RE: BRAZIL MINERALS, INC. REGISTRATION STATEMENT ON FORM S-1/A
Lady and Gentlemen:
I have reviewed and examined the Registration Statement on Form S-1/A (the “amended Registration Statement”) to be filed by Brazil Minerals, Inc., a Nevada corporation (the “Registrant”), on EDGAR (with the Securities and Exchange Commission) on or about April 12, 2022, in connection with the registration under the Securities Act of 1933, as amended, of Units of Common Stock (“Unit”), par value $0.001 per share (the “shares”) and Warrants. Each Unit contains one share of common stock and one warrant to purchase one share of common stock at an exercise price per share equal to 125% of the Unit offering price. There are also representative’s warrants with the same exercise price per share.
I have examined the Registrant’s EDGAR filings, instruments, documents, and records which I deem relevant and needed for my opinion hereinafter expressed. This includes the Form 8-K posted on EDGAR April 5, 2022, as a means of responding to one of the SEC Staff’s comments of February 16, 2022. I have relied upon and assumed the genuineness of all signatures and the authenticity of all documents submitted to me as originals and the conformity to the originals of all documents submitted to me as copies. My opinion is limited to the federal law of the United States of America and the State of Nevada Revised Statutes, and is not an opinion as to the laws of any other jurisdiction.

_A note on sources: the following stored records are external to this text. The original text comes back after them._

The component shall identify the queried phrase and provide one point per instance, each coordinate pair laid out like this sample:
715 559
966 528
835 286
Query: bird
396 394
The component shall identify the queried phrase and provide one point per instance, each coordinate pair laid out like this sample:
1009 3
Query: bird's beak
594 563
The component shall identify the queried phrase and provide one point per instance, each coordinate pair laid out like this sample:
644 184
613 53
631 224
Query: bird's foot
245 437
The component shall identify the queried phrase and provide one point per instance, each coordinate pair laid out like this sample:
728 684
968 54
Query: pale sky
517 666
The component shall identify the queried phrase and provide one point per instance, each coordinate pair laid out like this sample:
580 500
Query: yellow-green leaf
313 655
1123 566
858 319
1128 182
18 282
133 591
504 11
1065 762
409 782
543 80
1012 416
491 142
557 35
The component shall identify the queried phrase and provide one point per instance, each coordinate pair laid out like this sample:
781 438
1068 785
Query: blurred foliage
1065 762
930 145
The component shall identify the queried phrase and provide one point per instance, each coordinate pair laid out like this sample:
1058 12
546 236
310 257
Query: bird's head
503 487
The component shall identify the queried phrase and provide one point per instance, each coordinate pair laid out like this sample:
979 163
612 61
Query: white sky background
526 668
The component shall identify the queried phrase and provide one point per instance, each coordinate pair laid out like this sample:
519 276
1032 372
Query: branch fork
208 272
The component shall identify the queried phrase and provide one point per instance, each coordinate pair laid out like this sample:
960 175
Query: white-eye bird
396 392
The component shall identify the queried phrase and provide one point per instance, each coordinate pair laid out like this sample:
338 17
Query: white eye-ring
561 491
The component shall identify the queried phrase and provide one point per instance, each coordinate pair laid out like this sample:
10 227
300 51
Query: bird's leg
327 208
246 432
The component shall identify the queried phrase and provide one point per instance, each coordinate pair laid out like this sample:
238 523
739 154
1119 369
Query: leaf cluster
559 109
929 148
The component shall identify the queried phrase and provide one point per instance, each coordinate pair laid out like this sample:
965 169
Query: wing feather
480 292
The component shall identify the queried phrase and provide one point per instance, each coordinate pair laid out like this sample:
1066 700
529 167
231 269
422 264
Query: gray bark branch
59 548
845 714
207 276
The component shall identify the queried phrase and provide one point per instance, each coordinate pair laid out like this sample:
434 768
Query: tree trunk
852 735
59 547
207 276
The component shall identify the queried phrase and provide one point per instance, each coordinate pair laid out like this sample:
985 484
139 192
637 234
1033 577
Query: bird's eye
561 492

Based upon my examination, and subject to the assumptions and limitations set forth above, I am of the opinion that upon effectiveness of the amended Registration Statement the Units will be legally issued, fully paid and non-assessable.
I have supplied this opinion letter to you solely for use in connection with the amended Registration Statement and is not to be relied on for any other purpose. My opinion is expressly limited to the matters set forth above, and I have no other opinion, whether by implication or otherwise, as to any other matters relating to the Registrant, the shares or the amended Registration Statement.
I consent to the filing of this opinion as an exhibit to the amended Registration Statement referred to above and the use of my name wherever it appears in the amended Registration Statement, or any further amendment thereto.